The recent demise of Rottlund Homes, one of Minnesota's most venerable builders, is painful evidence of how the area's home construction industry is on the brink.
With sales at record lows, material costs on the rise and growing competition from foreclosures, builders are adapting in all sorts of new ways to avoid the same fate as Rottlund.
"Home building is pretty much dead in the water," said Wells Fargo & Co. economist Mark Vitner in a recent interview.
Price declines for new houses are now worse than those of existing homes, with the price per square foot for new houses at its lowest level in a decade. Over the past three years, the average sale price per square foot of new houses in the Twin Cities dropped 10 percent compared with an 8.9 percent decline for existing ones.
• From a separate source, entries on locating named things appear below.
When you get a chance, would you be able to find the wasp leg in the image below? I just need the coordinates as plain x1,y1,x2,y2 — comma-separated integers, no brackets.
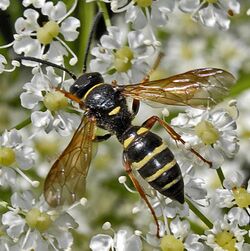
93,133,112,142
132,99,140,118
142,116,212,167
123,156,160,238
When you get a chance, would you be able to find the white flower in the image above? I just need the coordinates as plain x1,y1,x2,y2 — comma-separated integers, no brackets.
0,129,34,189
161,35,208,74
215,173,250,226
124,0,175,30
0,54,20,74
13,0,80,66
0,54,7,74
89,230,142,251
209,33,250,74
20,67,80,136
22,0,45,8
2,191,78,251
90,26,154,83
0,0,10,10
171,108,239,168
202,215,247,250
179,0,240,29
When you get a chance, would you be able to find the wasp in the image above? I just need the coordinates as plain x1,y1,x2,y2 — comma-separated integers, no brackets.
18,12,235,237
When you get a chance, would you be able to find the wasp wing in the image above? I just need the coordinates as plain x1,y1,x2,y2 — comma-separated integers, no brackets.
118,68,235,108
44,116,95,207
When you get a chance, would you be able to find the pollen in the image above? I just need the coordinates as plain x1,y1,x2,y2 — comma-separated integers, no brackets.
114,46,134,72
0,147,16,166
195,120,219,145
215,230,236,251
136,0,152,8
43,91,68,111
36,21,60,45
25,208,52,232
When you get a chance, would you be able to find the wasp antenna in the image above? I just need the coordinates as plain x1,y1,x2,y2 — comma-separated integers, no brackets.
16,56,77,80
82,12,102,73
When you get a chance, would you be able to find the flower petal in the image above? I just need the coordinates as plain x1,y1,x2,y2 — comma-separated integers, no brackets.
60,17,80,41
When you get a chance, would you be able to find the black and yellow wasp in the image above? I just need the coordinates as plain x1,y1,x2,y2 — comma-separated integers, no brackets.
18,13,235,236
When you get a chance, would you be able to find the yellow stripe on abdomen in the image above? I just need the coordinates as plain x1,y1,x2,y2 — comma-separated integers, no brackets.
132,143,167,171
145,159,176,182
161,175,182,191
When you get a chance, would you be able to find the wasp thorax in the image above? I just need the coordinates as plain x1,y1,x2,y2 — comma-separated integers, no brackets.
36,21,60,44
195,120,220,145
43,91,68,111
0,147,16,166
114,46,134,72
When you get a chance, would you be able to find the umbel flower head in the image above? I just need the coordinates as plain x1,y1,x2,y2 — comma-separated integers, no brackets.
2,191,78,251
13,0,80,66
171,105,239,168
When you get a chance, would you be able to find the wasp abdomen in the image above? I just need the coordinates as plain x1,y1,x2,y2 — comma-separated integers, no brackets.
123,126,184,203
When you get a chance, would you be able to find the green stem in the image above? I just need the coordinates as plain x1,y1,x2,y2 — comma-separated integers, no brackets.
185,198,213,228
216,167,225,187
97,1,111,27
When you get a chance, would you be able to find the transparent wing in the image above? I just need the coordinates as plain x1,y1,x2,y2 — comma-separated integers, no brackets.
118,68,235,108
44,116,95,207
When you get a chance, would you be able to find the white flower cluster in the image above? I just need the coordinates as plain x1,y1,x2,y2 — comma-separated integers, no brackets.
0,0,250,251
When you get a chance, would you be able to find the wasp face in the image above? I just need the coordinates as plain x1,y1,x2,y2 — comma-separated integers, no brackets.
69,72,104,99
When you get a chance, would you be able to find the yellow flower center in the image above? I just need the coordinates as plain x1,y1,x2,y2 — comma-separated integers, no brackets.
195,120,219,145
43,91,68,111
25,208,52,232
114,46,134,72
36,21,60,45
0,147,16,166
215,230,236,251
136,0,153,8
233,187,250,208
160,235,184,251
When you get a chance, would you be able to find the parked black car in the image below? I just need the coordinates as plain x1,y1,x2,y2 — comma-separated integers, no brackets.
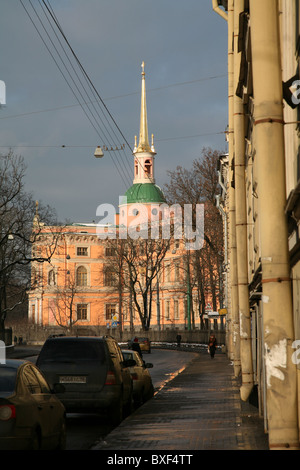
0,359,66,450
36,336,133,424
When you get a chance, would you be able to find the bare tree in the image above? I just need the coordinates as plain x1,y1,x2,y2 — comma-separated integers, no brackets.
0,151,55,337
50,274,86,331
165,148,223,319
107,227,170,330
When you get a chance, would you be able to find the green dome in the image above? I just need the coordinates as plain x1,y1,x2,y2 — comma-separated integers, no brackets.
123,183,166,204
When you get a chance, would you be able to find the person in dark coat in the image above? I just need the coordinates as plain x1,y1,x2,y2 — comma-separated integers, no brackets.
208,334,217,359
132,337,143,359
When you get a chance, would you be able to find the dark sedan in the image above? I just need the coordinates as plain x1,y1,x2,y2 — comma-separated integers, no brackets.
0,359,66,450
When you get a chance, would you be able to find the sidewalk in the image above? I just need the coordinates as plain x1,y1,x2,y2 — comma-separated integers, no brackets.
92,351,268,452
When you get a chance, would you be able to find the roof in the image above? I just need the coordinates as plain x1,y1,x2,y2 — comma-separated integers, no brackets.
122,183,166,204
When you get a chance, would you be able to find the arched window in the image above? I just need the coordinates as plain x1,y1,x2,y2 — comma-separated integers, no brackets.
48,269,56,286
76,266,87,287
145,160,152,176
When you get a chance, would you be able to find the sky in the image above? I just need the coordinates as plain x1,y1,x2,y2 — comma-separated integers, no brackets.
0,0,228,223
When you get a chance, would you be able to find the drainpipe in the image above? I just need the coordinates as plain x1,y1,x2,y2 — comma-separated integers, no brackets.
233,0,253,401
212,0,241,370
250,0,299,449
216,191,228,316
212,0,228,21
228,0,241,377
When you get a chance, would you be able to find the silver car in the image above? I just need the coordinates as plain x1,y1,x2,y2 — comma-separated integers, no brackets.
0,359,66,450
122,349,154,406
37,336,133,424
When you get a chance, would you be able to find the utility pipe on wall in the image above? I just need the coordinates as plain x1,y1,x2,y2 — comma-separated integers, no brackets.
250,0,299,449
233,0,253,401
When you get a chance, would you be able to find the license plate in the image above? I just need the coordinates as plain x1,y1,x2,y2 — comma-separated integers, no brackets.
59,375,86,384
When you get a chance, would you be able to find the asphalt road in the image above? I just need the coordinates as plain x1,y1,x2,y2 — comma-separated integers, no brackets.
11,348,196,450
67,349,195,450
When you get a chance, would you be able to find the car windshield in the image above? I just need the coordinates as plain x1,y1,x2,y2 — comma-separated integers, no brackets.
0,366,17,392
38,340,105,364
123,351,133,361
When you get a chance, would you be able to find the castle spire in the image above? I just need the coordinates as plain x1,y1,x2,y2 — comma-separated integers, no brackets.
134,61,155,153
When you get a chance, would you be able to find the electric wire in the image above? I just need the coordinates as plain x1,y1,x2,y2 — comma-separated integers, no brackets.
39,0,130,187
42,0,132,181
20,0,131,190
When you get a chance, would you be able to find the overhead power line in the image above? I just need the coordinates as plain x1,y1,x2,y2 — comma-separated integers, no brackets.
20,0,132,186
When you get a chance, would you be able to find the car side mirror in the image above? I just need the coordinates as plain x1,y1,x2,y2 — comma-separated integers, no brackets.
145,362,153,369
52,384,66,394
121,359,136,367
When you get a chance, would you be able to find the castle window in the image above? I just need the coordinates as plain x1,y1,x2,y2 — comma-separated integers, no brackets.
76,266,87,287
145,160,152,175
77,304,87,320
48,269,56,286
105,304,116,320
77,246,88,256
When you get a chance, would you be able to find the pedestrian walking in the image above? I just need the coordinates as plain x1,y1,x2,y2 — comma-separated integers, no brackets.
132,337,143,359
208,333,217,359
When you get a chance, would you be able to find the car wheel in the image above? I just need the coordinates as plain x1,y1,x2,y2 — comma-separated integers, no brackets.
57,419,67,450
109,398,123,425
124,390,133,416
31,429,41,450
144,384,154,402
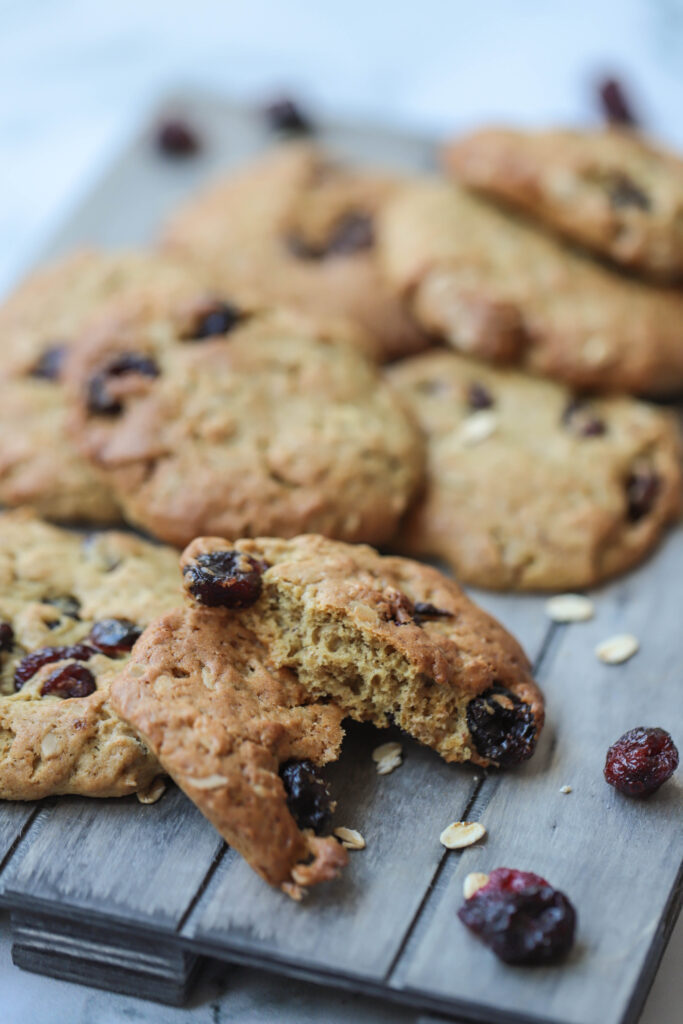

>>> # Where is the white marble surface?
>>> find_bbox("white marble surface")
[0,0,683,1024]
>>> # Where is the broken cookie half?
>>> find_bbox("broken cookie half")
[180,535,544,768]
[112,607,347,899]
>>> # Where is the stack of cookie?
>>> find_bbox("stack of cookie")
[0,125,683,897]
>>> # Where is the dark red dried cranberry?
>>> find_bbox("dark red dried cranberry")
[562,398,607,437]
[43,594,81,620]
[458,867,577,966]
[600,78,638,126]
[14,643,95,690]
[324,211,375,256]
[263,96,313,135]
[280,761,332,835]
[286,212,375,260]
[626,466,659,522]
[186,302,245,341]
[87,618,142,657]
[467,381,494,409]
[157,118,201,157]
[88,352,159,416]
[0,623,14,650]
[415,601,453,626]
[182,551,267,608]
[29,345,67,381]
[467,683,537,768]
[607,174,651,210]
[604,726,678,797]
[40,665,97,698]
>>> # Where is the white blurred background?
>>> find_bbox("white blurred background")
[0,0,683,1024]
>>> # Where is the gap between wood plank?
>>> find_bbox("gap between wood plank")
[384,622,560,985]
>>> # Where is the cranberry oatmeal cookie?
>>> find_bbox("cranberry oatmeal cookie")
[0,510,179,800]
[112,607,346,898]
[0,250,208,524]
[181,535,544,768]
[388,351,681,590]
[161,143,427,361]
[69,295,423,546]
[378,180,683,394]
[444,128,683,280]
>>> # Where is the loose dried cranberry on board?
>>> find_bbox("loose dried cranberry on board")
[458,867,577,966]
[40,665,97,698]
[604,726,678,797]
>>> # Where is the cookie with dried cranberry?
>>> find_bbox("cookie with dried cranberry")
[65,296,422,546]
[181,535,544,768]
[112,607,346,898]
[0,510,179,800]
[444,128,683,280]
[378,180,683,394]
[0,250,208,524]
[165,143,427,361]
[388,351,681,590]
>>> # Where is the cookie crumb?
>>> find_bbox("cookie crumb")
[546,594,595,623]
[460,409,498,445]
[334,825,366,850]
[595,633,640,665]
[373,743,403,775]
[463,871,488,899]
[438,821,486,850]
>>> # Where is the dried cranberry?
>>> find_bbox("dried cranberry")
[182,551,266,608]
[40,665,97,698]
[43,594,81,620]
[562,398,607,437]
[324,211,375,256]
[604,726,678,797]
[607,174,651,210]
[415,601,453,625]
[264,96,312,135]
[14,643,95,690]
[286,212,375,260]
[87,618,142,657]
[600,78,638,126]
[467,381,494,409]
[187,302,244,341]
[467,684,537,768]
[88,352,159,416]
[458,867,577,966]
[626,466,659,522]
[280,761,332,835]
[157,118,201,157]
[29,345,67,381]
[0,623,14,650]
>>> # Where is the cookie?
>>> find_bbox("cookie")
[68,297,423,546]
[181,536,544,768]
[378,181,683,394]
[389,351,681,590]
[444,128,683,280]
[112,608,346,897]
[0,250,208,525]
[0,510,179,800]
[165,143,427,361]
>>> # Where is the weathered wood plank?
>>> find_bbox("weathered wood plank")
[392,530,683,1024]
[4,786,222,931]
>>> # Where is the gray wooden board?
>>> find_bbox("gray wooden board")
[0,95,683,1024]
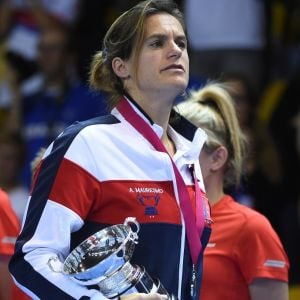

Such realities are forcing builders to get creative. Some are drastically cutting prices to compete with distressed sales and be more strategic about where they build homes. One local builder is offering a program that would trade an existing home for a new one.
"We're trying to be competitive with everything out there," said Jason Semler, the sales manager for Semler Homes.
Semler said his company is building homes for much less profit than it did five years ago because it is competing with slightly used houses that often sell for tens of thousands of dollars less and are similar in size and appearance. It's also not uncommon for these homes to be within the same development.
Semler, for example, is building in the Lakes of Blaine, a huge master-planned community that's been around long enough for there to be many resales.